Türkiye’de 1939 yılından beri yaşanan en büyük iki depremin yaklaşık dokuz saat arayla yaşandığını, ülkenin iki çok büyük depremle sarsıldığını anlatan Altun, “Bu depremlerin ikisi de 1999’da Marmara bölgesinde yaşadığımız depremden daha büyüktü. Üstelik on bir ilimiz ayrı ayrı bu durumdan etkilendi. Milletimiz de yaşanan bu depremleri ‘asrın felaketi’ olarak adlandırdı.” dedi.
Bu süreçte arama-kurtarma personelinden güvenlik güçlerine ve sağlıkçılara kadar herkesin insanüstü bir çaba gösterdiğinin altını çizen Altun, “Ancak hem yaşanan afetin boyutunu hem de ilk andan itibaren sahada hayat kurtaranların emek ve fedakarlığını göz ardı etmek isteyenler var.
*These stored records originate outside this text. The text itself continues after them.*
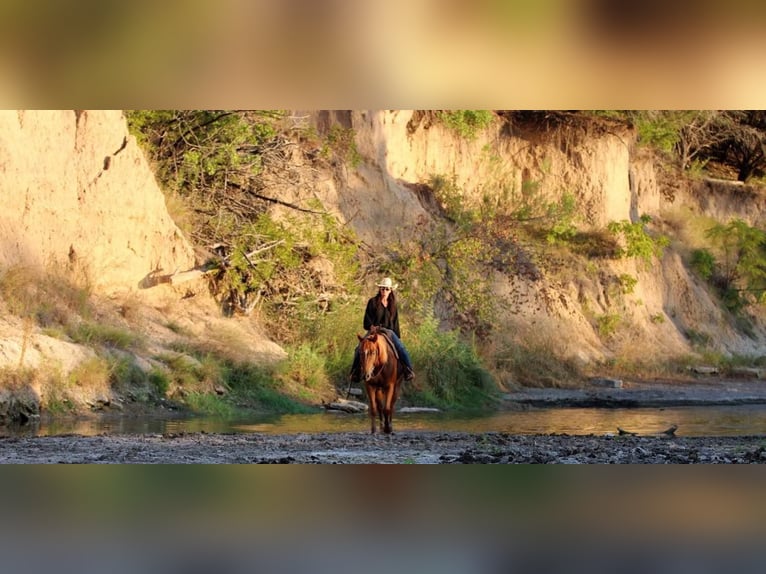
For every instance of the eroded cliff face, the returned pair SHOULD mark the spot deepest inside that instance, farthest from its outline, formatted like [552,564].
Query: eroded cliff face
[610,178]
[76,193]
[78,201]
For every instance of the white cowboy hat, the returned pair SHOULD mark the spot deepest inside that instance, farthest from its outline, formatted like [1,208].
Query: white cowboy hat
[386,282]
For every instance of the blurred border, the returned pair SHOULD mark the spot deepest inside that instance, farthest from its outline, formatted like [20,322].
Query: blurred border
[294,54]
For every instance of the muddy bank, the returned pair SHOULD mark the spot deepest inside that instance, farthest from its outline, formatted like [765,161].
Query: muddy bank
[433,447]
[405,447]
[615,393]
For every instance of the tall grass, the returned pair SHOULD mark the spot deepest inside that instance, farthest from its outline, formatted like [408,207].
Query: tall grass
[450,372]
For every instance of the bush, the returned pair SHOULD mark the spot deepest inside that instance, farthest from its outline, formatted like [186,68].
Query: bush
[450,373]
[466,123]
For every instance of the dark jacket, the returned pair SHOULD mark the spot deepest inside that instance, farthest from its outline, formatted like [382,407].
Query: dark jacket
[377,314]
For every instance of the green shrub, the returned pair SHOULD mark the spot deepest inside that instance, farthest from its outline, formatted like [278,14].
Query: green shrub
[466,123]
[639,243]
[450,373]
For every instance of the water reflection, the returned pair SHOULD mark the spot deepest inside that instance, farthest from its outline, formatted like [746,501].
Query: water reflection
[691,421]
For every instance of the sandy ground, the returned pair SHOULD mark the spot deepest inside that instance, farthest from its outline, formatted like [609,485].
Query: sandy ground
[407,447]
[433,447]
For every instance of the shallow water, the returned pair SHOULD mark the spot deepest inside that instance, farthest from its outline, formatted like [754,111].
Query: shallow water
[692,421]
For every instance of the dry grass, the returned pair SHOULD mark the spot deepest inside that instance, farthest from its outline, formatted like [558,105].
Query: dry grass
[47,297]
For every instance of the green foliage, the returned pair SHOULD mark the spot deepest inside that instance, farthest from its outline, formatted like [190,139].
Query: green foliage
[658,129]
[98,334]
[739,272]
[211,405]
[450,372]
[341,142]
[703,262]
[627,283]
[466,123]
[638,241]
[160,381]
[305,366]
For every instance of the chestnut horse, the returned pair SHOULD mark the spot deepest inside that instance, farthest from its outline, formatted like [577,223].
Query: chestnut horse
[379,368]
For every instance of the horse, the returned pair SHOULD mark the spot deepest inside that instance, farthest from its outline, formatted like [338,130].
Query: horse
[379,367]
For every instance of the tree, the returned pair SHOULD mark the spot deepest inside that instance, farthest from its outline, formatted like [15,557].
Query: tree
[743,143]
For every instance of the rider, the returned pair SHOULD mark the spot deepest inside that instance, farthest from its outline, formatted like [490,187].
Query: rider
[382,311]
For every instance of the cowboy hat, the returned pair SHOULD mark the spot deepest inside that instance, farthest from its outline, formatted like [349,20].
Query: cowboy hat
[386,282]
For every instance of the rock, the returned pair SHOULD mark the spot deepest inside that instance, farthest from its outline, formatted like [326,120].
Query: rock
[747,372]
[346,406]
[606,383]
[703,370]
Devletimiz var gücüyle depremzedelerin yaralarını sarıyor. Vatandaşlarımız da AFAD başta olmak üzere yardım faaliyetlerinde bulunan kurumlara maddi ve ayni desteklerini esirgemiyor. Gerçekten de Türkiye’nin devleti ve milletiyle birliğini, bütünlüğünü bu zor dönemde açıkça ortaya koyduk. Şu anda hükümetimizin vatandaşlarımızın ihtiyaçlarını karşılamak ve depremden etkilenen şehirlerimizi yeniden ayağa kaldırmak dışında bir önceliği bulunmuyor.” ifadelerini kullandı.
Türkiye'de seçimlerin ertelenmesi konusunun gündemde olup olmadığının sorulması üzerine Altun, “Bizim böyle bir gündemimiz yok. Şu anda bir numaralı önceliğimiz yaraları bir an önce sarmak. Depremde kaybettiklerimiz ve yaralılarımız var. Tek derdimiz yaralılara, yakınlarını kaybedenlere, depremden etkilenen tüm vatandaşlarımıza devletin şefkatli elini uzatmak. Elbette acımız büyük. Fakat devlet-millet birlikteliğiyle bu zor günleri de aşacağız.” yanıtını verdi.
“Twitter’da sahte ihbar yapıldığını tespit ettik”
Arama kurtarma sürecinde Twitter’ın çalışmaması ya da ağır çalışması tartışmalarının hatırlatılması üzerine Altun, son yıllarda dezenformasyonla mücadelenin, yalnızca Türkiye’de değil tüm dünyada öncelikli bir mesele haline geldiğinin altını çizdi.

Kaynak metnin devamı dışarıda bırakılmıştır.